ここでは、Black Onyx [ブラックオニキス]での 2008年 07月 に掲載した記事を表示しています。
 何が起こったのか、僕には理解できなかった。
 ただ一つ確信したのは、もう救いはないのだということ。きっと彼女たちは、先生までも……
 サキは何事もなかったように教室に入ってきた。そして皆に向かい、
「ねぇ。せっかく来てくれたんだからさ、渚にも挑戦してもらわない?」
 と呼びかける。女子たちはまた歓喜の声を上げた。
 僕は絶望した。
 それは僕が、こういう状況で渚ちゃんが首を横に振ることがないことを知っているから。
 そして、僕が絶対に彼女に逆らえないということを、僕自身が知っているから。
 自由の利かなくなった身体に鞭打ち、美里の方を見る。美里は相変わらず笑顔のままだった。
 ――妹も、今回の一件で僕に失望してしまうのだろうか。
 そう考えるとやりきれなかった。悲しみの涙が溢れそうになる。
「うん。やらせて」
 渚ちゃんの口から、思った通りの答えが聞こえた。僕は今日、殺されてしまうのかもしれない……
 
 教師になることを夢見て教育実習にやってきた。
 大学での学習も怠らなかった。ひたすら学問に励み、ようやく踏み出した教師への第一歩。

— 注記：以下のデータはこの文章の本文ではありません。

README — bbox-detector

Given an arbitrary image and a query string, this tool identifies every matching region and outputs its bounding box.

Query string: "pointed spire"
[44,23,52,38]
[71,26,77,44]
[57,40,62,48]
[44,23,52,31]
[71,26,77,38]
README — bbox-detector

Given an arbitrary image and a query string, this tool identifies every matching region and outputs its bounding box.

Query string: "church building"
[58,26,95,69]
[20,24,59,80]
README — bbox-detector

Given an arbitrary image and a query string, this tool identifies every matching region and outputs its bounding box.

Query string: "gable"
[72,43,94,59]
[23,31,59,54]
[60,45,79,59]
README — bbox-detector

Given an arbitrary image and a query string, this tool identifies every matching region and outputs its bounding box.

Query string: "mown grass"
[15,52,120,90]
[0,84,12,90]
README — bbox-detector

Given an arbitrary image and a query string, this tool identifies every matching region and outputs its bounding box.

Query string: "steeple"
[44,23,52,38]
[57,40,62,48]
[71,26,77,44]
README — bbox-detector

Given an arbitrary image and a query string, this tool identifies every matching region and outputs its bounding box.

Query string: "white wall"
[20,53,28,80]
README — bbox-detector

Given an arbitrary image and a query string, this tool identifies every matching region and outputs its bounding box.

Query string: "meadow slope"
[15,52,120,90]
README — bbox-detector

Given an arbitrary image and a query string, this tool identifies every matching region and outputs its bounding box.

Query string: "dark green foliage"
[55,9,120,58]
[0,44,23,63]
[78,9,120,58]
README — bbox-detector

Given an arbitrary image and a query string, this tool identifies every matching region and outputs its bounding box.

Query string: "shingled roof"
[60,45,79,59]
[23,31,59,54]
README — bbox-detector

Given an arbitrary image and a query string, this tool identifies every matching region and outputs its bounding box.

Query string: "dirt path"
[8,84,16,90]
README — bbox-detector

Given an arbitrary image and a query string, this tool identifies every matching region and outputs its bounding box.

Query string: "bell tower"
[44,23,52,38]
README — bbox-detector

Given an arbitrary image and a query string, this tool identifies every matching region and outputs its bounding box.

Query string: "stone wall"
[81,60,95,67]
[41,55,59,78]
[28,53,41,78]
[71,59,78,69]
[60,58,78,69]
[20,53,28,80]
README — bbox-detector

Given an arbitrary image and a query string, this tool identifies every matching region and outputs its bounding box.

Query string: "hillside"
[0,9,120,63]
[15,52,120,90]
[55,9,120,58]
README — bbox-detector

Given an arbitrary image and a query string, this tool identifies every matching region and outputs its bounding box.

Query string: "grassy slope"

 でも、教師という仕事はそんなに簡単なものではなかった。僕は、現実を甘く見ていた。
 
 渚ちゃんが僕の身体を足で小突く。
 全身から力の抜けた僕は彼女の為すがまま。大の字で床に横たわる形になった。
 ――最後に見えたのは……渚ちゃんの、悪魔のような笑顔と……
 ドスンという音が僕の耳にまで届いた。
 ――渚ちゃんが僕の腹目掛けて思いきり踏み下ろした足。そして……
「ごぶうぅ……」
 ――僕の口から吐き出された、不思議な色の液体……
 薄れゆく意識の中で、僕は快楽を感じていた。あぁ、そっか。また射精したのか……腹責めで……

 『生徒に深入りしないこと』
 その言葉の意味を、僕は知った。

 ――あっちゃー! 渚ちゃん、やっちゃったか。
 ――この遊びは気絶させちゃったらダメなんだよねー。
 ――仕方ないよね。初めてであまりルールも知らないんだし。
 ――それに今日は三人がボコったしね。
 ――あれ? 何か先生、股間濡れてない……?
 
 遠退く意識の中で、僕はそれらの声の数々を静かに聞いていた。